Axum, 2000 years of civilization
AXUM, the site of Ethiopia's most ancient city, is today a small town blissfully ignorant of its glorious past. The 16th century Cathedral of St. Mary of Zion is built on the site of a much older church probably resembling that of Debre Damo, dating from the 4th century AD. Only a platform and the wide stone steps remain from the earlier structure. The Catedral is the repository of the crowns of some of Ethiopia's former emperors. According to church legend, it also houses the original Ark of the Covenant - thus making St. Mary's the holiest sancturary in Ethiopia.

Founded perhaps 500 years after the decline of Yeha, much more is known about the historic highland city of Axum - together with its Red Sea port, Adulis. The latter was abandoned suddenly - probably in the sixth century AD - as the result of an invasion from Arabia, and was never resettled. On the other hand, protected by the mountains of northern Tigray, Axum survives to exert a profound influence on the imaginations and spiritual lives of many Ethiopians.

A small and lowly town surrounded by dry hills, modern Axum does not easily yield evidence of the splendours and pageantry of its glorious past. Its drab breeze-block houses, roofed with corrugated iron, look little different from those of any other contemporary highland settlement and its people seem remarkable only for their impassive stoicism. Part buried, however, but also part exposed, the extensive traces of noble buildings with large stone foundations are found there side by side with the ruins of even more impressive structures: temples, fortresses, and rich palaces. Adding substance to ancient legends of fire-breathing monsters and testifying to the lost truths embedded in myths and fables, the bones of bygone eras protrude everywhere through the soil. Even today, long- buried hordes of gold, silver and bronze coins are exposed by heavy downpours of rain.

Axum, historians like Richard Pankhurst tell us, was a great commercial civilisation trading with distant lands, among them Egypt, Arabia, Persia, India and Ceylon. To countries such as these the ancient Axumites exported gold, ivory, rhinoceros-horn, hippopotamus hide and slaves, and imported alI kinds of textiles - cottons and silks, as well as knives, swords and drinking cups, metal for local manufacture into all sorts of objects, and numerous luxury goods, including gold and silver plate, military cloaks for the nobility, olive oil and lacquerware.
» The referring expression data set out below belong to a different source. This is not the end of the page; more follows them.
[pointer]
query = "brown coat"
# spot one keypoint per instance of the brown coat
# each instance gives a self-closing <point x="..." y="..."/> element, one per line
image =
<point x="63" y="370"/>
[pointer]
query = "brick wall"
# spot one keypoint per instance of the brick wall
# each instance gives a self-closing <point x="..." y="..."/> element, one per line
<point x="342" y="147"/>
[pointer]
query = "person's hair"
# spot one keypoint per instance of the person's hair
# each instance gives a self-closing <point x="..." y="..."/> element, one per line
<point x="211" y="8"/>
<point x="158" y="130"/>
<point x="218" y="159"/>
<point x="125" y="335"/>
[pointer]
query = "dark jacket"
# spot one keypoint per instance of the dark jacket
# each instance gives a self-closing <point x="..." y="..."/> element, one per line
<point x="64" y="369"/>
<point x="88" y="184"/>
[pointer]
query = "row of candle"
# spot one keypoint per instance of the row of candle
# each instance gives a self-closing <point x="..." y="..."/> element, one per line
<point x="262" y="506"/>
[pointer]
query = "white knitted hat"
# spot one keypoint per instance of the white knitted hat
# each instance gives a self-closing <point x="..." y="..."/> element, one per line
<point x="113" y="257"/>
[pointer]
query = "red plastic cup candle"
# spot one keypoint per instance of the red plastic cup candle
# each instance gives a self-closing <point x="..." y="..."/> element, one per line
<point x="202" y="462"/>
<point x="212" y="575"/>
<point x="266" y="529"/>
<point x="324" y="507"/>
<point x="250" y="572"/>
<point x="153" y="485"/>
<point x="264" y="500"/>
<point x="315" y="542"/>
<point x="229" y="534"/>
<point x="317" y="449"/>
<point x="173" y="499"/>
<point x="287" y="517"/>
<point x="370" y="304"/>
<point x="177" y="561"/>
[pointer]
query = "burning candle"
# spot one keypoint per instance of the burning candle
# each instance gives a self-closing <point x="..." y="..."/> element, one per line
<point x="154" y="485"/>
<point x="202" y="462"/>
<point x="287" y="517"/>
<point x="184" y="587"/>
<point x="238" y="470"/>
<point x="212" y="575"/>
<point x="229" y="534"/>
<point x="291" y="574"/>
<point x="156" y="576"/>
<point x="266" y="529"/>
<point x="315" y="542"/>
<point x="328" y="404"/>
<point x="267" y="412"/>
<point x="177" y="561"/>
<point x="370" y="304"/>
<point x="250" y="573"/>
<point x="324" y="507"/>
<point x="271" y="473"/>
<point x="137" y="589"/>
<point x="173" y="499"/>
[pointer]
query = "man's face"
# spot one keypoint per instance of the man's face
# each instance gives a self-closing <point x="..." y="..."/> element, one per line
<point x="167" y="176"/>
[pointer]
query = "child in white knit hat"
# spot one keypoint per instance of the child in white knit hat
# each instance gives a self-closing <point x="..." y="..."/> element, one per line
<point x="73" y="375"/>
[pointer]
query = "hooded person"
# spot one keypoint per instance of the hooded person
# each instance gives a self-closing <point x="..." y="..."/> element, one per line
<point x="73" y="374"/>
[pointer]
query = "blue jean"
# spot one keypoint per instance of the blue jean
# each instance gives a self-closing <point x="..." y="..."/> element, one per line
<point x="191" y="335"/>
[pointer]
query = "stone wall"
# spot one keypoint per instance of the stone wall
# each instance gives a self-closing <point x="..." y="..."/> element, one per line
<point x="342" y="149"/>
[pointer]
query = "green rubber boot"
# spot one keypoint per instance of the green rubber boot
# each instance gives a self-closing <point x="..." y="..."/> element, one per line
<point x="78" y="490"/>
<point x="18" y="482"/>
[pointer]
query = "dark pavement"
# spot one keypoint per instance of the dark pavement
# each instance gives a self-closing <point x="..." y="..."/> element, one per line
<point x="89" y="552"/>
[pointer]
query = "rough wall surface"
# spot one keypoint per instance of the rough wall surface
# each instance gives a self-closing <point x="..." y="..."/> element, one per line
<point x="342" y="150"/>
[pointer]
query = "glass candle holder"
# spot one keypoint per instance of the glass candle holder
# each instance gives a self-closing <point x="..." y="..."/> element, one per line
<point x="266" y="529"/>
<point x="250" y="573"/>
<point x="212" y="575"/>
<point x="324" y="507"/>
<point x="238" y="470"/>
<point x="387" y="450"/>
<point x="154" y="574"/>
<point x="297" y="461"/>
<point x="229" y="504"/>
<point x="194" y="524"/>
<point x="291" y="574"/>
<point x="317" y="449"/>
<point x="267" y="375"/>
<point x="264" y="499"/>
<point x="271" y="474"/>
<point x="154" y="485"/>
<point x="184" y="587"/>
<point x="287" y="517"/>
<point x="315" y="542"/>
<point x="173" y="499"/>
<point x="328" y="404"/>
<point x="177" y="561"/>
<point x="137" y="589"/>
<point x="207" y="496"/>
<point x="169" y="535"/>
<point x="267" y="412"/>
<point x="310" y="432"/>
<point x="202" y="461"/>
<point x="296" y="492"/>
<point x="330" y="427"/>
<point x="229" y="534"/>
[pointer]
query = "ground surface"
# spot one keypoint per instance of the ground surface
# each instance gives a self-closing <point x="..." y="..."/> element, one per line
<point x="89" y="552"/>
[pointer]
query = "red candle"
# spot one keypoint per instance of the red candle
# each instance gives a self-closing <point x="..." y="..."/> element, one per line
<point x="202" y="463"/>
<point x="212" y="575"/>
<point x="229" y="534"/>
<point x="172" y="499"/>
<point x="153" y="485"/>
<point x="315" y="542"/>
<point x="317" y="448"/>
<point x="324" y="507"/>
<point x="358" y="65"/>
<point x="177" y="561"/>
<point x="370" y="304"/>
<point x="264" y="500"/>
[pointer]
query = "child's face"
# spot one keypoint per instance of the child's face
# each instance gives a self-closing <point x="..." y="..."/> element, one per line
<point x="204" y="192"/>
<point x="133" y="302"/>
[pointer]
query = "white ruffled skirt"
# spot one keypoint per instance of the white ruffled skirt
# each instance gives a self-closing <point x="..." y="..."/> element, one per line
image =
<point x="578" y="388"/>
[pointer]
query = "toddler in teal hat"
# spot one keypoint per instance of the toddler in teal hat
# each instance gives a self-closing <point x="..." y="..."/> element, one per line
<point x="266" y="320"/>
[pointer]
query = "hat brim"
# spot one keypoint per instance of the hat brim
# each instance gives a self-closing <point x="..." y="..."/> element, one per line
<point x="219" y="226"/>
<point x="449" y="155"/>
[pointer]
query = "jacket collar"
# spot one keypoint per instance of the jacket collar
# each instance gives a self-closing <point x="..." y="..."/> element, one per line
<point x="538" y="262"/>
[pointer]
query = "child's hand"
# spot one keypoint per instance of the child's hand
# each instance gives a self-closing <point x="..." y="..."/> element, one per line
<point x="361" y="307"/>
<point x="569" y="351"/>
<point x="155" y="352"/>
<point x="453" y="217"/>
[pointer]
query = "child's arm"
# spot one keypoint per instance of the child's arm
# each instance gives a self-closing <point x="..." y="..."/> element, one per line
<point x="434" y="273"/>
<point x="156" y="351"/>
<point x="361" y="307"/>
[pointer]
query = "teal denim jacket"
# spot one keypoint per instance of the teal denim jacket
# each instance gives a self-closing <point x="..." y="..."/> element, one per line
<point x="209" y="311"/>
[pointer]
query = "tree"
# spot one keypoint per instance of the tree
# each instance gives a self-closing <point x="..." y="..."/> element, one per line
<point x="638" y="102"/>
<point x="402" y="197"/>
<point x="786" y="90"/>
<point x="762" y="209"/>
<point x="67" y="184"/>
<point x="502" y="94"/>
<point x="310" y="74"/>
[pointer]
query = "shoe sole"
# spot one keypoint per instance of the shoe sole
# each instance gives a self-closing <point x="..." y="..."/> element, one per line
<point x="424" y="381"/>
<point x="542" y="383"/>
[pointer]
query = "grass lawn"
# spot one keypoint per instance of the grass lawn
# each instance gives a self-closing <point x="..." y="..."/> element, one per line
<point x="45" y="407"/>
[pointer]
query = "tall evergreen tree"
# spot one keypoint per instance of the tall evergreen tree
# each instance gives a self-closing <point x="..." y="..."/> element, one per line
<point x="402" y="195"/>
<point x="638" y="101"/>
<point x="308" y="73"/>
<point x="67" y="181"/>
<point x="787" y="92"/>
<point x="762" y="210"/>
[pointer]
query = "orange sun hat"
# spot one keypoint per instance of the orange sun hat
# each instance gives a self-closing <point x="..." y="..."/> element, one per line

Testimony to the importance of this trade is to be seen in the Axumite currency, in gold, silver and bronze, which was inscribed either in Greek or Ge'ez, and issued for several hundred years by over twenty different Axumite kings. Most of this fascinating money was struck in the city, but other coins were probably minted at Adulis, as well as in South Arabia, part of which in the sixth century was under Axumite control.